Some of those exceptions include stand-alone bars and taverns, bingo parlors during hours of operation, as much as 25 percent of hotel guest rooms, tobacco stores, family and sole-proprietor workplaces and private offices with only incidental public access, nonchild-care workplaces in private homes and medical research or treatment centers, if smoking is integral to the research or treatment.
Smoking would be prohibited within 15 feet of building entrances, exits and air intakes, as well.
"We still have between 300,000 and 400,000 employees that are subjected to secondhand smoke in their workplaces," Vaughn noted.
He said his bill would still permit workers to smoke in separately ventilated places.
One version of the workplace law would be constitutional and would require a vote of the people, as would the tax increase. The other would establish the clean-air law as a statute.
"It doesn't require a vote of the people," Vaughn said. "Hopes would be that the Legislature would just step up and pass it and not have to send it to a vote."
A fourth bill will be authored by Vaughn and Sen. Penny Williams, D-Tulsa.
"We're strengthening enforcement through the youth-access laws that we have in Oklahoma," Vaughn said.
"The crux of that bill would be that if a tobacco retailer sold tobacco products to a child, and on the third offense within a two- year period, they would have their license suspended for a period of 30 days.
"If they did it again subsequently within that same two-year period, their license would be up for suspension for 60 days.
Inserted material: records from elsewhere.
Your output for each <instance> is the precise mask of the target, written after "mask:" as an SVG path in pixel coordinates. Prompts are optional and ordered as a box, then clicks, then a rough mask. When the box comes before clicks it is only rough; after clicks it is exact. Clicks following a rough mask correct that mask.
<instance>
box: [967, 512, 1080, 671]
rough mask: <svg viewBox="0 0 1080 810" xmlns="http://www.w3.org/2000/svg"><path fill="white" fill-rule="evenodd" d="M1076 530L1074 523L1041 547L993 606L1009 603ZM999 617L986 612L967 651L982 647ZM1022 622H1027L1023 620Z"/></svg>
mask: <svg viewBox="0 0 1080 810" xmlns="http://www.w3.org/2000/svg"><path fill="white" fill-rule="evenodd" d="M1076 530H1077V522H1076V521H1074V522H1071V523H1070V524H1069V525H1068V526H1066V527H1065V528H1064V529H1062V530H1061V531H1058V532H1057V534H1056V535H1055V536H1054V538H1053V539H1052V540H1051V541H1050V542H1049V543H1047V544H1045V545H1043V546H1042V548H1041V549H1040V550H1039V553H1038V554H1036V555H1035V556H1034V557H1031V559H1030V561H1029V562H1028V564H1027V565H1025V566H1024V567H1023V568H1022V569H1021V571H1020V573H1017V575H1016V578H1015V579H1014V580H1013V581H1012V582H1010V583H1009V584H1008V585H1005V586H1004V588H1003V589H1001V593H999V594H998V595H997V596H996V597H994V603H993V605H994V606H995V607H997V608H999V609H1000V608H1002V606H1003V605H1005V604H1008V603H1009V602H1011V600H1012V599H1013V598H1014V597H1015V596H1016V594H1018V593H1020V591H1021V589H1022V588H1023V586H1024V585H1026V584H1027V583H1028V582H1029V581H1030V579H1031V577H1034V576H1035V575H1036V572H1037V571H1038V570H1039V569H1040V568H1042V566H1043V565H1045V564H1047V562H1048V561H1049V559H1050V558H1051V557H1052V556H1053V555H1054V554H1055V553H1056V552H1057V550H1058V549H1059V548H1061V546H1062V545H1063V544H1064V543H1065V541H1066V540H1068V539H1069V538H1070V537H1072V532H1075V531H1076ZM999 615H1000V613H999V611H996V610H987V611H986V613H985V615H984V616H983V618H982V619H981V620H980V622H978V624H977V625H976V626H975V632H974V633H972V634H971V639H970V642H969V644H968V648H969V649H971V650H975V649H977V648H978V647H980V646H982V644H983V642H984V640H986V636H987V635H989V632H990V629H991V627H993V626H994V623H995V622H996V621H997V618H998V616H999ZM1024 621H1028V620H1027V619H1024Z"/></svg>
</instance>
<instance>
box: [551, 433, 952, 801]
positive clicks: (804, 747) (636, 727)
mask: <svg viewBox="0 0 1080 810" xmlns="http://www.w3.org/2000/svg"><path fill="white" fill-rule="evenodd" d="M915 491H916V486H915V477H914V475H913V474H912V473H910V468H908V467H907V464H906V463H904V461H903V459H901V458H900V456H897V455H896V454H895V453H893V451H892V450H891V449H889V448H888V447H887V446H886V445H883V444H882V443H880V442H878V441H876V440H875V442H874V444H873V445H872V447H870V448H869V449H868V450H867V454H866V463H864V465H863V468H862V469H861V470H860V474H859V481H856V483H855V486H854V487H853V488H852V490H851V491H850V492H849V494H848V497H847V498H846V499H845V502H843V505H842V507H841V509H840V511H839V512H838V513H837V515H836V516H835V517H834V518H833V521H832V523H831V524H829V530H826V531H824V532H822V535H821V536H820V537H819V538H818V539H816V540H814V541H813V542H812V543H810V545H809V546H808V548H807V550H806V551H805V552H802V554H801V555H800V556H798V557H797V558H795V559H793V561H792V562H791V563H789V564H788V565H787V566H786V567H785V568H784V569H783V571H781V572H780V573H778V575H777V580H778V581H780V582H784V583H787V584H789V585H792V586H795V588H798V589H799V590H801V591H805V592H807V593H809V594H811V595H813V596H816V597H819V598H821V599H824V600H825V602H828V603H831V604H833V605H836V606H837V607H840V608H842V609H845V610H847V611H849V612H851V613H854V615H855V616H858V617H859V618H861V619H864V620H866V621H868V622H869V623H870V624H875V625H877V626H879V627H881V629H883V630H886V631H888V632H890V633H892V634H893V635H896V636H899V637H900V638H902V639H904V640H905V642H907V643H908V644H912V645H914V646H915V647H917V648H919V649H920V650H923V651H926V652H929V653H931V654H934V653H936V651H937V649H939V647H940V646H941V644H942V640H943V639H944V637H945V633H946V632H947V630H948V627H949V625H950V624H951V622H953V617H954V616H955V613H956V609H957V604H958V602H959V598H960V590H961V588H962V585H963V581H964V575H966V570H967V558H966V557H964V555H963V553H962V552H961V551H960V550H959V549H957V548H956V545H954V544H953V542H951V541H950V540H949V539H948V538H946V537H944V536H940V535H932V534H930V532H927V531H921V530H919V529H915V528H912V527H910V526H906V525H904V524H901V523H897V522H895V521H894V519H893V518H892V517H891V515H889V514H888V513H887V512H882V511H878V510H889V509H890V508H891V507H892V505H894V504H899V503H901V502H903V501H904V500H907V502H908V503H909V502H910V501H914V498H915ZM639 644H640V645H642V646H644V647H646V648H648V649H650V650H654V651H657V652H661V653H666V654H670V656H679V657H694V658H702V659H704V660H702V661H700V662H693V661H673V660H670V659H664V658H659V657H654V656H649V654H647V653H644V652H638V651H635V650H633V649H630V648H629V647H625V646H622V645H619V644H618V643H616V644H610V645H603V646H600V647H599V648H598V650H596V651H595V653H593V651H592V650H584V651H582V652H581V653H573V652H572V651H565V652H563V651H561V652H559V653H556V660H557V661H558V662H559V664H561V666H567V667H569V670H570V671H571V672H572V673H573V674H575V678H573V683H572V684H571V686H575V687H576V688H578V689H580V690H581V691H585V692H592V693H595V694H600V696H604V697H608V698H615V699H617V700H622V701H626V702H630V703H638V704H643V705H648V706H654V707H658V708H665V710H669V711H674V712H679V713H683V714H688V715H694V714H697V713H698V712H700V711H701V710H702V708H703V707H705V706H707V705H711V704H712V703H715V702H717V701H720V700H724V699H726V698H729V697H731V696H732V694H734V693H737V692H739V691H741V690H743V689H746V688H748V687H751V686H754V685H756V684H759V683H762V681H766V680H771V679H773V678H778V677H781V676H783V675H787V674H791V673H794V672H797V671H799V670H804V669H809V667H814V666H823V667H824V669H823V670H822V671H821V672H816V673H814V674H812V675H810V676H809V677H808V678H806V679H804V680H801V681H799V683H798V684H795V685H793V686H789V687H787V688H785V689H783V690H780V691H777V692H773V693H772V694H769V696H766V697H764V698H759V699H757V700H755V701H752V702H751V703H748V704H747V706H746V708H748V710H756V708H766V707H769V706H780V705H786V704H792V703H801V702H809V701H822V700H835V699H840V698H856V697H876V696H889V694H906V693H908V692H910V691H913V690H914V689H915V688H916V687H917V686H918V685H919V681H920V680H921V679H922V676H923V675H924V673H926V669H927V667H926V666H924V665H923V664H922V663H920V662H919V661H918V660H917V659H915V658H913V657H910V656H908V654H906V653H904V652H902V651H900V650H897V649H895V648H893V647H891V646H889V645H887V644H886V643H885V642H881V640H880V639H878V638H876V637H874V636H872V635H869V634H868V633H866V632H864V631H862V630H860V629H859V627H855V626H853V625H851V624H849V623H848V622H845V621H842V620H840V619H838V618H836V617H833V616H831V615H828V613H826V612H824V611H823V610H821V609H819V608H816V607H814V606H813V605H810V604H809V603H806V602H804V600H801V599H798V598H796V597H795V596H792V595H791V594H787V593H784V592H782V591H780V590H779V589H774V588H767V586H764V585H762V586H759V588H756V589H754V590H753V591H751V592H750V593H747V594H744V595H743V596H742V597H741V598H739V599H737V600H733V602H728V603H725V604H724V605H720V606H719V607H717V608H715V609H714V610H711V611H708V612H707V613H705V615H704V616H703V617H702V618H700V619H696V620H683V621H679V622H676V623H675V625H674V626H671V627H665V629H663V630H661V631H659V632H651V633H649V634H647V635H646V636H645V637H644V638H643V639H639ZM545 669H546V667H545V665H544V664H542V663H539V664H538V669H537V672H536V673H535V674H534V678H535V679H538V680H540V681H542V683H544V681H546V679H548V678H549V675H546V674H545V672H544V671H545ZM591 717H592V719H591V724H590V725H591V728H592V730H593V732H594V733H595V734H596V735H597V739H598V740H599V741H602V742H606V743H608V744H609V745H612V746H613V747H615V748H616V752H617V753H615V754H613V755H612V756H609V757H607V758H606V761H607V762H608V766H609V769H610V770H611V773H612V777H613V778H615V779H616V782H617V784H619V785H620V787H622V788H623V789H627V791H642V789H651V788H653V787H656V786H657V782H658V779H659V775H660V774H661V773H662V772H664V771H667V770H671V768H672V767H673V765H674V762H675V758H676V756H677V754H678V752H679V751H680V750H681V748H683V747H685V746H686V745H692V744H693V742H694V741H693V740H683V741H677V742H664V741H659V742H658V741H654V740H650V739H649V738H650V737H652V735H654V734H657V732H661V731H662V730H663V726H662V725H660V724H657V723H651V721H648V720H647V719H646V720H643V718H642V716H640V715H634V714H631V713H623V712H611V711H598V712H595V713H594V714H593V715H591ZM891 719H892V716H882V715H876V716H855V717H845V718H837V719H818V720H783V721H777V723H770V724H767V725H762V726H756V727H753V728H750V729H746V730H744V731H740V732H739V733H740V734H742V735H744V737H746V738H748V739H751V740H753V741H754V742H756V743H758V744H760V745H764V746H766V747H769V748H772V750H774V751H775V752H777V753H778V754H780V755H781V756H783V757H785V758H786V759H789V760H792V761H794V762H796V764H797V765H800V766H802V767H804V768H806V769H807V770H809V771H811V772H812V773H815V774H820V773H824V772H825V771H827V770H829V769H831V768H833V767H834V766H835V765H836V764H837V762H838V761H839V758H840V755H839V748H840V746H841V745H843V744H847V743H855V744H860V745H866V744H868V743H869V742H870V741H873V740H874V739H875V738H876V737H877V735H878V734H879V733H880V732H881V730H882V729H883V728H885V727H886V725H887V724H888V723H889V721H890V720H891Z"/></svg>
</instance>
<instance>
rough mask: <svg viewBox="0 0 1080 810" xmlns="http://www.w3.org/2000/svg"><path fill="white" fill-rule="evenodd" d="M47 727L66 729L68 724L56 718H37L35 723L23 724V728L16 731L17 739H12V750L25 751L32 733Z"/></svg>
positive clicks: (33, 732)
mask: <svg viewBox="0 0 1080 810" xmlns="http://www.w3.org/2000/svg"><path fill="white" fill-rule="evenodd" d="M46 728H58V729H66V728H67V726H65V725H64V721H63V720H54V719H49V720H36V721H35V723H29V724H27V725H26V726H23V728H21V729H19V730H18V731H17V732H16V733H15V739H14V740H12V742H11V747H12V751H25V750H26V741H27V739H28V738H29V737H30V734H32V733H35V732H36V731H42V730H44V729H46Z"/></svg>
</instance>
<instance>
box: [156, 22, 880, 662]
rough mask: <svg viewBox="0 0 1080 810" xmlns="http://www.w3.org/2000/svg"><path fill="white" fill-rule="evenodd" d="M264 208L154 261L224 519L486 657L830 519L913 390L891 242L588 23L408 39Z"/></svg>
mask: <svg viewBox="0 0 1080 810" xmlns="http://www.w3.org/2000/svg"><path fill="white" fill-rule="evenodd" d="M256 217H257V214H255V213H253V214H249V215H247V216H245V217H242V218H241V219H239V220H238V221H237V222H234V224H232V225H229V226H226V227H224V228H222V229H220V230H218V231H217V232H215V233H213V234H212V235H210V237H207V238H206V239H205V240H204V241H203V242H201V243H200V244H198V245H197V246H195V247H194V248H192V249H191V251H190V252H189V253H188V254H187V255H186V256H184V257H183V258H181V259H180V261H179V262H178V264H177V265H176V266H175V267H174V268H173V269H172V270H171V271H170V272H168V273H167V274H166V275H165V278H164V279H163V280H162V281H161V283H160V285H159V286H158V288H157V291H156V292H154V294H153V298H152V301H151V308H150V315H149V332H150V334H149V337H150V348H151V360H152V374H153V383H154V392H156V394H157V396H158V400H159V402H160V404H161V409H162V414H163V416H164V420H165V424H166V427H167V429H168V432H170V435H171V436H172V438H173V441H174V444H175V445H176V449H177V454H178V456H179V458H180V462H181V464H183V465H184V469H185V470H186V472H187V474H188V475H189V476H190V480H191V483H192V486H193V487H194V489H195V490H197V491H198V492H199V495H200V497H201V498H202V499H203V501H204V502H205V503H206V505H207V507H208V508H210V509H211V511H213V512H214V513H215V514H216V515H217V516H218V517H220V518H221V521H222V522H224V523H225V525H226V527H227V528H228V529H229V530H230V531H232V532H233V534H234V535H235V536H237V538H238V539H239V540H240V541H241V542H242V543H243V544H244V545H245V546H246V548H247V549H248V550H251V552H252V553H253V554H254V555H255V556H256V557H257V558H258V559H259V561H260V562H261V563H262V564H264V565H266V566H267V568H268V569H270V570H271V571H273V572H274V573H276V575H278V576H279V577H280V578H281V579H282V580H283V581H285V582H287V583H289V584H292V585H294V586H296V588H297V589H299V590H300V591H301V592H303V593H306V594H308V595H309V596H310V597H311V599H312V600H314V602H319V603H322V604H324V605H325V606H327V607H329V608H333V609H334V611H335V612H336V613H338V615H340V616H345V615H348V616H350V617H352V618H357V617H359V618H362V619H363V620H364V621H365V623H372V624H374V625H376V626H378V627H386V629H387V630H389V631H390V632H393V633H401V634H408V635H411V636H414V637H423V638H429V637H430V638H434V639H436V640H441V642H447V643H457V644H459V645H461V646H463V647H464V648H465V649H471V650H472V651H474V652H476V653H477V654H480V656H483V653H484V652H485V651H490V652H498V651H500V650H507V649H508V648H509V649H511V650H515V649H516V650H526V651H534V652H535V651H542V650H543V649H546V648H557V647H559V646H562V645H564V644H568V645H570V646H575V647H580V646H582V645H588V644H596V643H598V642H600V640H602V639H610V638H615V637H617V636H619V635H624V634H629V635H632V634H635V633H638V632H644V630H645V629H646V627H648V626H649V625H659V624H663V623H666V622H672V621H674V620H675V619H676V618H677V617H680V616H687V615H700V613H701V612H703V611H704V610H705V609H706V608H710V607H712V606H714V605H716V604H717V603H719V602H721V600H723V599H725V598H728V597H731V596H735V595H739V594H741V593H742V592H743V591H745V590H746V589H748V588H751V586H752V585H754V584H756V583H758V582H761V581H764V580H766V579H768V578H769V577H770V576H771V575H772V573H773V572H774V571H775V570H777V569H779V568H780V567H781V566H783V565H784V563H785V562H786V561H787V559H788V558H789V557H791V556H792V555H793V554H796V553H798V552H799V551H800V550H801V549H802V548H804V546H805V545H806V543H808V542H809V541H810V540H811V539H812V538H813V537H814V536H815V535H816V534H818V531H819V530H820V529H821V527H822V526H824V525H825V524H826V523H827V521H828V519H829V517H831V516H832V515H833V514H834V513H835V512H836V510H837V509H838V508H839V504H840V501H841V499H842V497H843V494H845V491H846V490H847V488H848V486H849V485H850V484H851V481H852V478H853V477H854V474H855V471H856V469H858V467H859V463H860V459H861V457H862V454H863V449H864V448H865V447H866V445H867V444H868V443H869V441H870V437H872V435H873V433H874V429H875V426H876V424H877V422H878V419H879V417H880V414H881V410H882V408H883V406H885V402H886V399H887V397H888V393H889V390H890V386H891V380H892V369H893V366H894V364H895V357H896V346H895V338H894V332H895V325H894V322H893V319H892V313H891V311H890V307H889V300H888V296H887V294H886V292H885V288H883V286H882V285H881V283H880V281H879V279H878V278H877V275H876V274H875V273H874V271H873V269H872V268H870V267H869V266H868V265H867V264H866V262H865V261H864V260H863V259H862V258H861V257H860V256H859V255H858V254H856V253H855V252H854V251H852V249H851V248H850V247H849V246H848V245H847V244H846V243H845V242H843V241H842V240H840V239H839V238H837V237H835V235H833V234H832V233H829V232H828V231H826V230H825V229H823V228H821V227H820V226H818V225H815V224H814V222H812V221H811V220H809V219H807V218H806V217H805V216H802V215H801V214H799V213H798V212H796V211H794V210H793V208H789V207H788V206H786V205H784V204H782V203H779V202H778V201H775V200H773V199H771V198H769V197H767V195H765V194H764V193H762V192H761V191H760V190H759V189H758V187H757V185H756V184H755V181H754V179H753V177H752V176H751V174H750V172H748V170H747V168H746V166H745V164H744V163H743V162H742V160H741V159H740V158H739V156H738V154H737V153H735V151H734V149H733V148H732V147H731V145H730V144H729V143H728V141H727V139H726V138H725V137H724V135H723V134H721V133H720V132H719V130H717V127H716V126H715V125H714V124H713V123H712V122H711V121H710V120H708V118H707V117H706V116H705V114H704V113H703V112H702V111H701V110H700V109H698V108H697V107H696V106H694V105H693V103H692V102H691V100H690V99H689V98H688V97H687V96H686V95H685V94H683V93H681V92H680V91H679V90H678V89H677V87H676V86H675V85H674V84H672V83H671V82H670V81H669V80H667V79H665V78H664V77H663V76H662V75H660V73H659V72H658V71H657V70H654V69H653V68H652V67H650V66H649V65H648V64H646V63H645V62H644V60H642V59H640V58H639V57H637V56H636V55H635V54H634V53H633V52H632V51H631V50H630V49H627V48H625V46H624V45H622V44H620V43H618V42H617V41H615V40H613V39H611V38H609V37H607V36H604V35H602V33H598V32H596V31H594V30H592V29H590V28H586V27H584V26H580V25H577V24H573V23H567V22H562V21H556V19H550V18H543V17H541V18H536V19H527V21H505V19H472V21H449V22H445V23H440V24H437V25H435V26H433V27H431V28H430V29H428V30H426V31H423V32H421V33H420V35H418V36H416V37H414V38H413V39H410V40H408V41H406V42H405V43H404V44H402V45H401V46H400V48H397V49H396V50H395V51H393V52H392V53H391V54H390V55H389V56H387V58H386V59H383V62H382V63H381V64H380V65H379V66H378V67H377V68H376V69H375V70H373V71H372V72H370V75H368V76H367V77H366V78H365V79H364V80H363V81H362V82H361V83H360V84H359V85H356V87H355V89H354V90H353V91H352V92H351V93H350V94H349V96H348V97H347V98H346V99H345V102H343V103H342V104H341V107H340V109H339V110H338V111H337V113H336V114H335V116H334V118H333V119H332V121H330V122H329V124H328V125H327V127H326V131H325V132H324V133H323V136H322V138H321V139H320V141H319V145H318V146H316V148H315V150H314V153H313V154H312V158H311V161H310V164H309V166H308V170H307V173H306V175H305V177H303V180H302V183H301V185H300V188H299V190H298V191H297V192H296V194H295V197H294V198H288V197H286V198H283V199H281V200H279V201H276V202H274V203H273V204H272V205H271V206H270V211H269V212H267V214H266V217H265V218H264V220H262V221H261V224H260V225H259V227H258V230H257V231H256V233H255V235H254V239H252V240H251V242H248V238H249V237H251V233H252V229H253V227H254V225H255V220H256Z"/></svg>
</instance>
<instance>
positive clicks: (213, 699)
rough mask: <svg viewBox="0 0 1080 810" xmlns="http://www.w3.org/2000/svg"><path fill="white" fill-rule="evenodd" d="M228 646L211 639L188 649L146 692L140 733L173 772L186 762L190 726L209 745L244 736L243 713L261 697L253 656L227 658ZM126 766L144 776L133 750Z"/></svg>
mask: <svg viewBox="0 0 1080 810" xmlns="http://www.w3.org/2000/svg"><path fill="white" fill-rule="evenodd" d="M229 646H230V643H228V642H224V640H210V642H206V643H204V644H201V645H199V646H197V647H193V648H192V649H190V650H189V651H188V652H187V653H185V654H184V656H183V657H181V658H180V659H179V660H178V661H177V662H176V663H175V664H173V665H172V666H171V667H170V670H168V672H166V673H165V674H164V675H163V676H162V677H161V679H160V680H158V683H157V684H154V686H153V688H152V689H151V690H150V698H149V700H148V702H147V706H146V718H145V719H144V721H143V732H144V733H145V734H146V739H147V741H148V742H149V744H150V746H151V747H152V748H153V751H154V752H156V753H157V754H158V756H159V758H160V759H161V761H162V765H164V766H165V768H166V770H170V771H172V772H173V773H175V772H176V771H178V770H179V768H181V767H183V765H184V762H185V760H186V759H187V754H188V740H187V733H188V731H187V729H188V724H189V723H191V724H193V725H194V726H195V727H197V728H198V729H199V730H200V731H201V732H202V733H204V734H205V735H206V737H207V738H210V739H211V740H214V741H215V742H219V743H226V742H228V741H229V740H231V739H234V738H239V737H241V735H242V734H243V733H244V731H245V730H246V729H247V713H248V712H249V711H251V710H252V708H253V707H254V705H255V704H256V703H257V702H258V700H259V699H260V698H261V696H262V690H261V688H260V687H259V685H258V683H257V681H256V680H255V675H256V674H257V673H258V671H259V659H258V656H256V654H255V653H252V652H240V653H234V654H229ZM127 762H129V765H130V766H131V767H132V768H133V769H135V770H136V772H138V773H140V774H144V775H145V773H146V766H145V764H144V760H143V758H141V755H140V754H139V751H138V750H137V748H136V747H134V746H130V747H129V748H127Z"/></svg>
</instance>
This would be a substantial penalty for a retailer."
There is another reason to enforce laws against sales to children, he added.
"We stand to lose $7 million in federal funding if we don't enforce our tobacco sales laws with regard to minors," Vaughn said.
The Legislature last year banned smoking in the state Capitol and other public buildings but balked at more sweeping legislation that would have banned smoking in most public places.
The state Board of Health adopted administrative rules to limit smoking in restaurants and other businesses, but those rules were challenged in court by restaurateurs.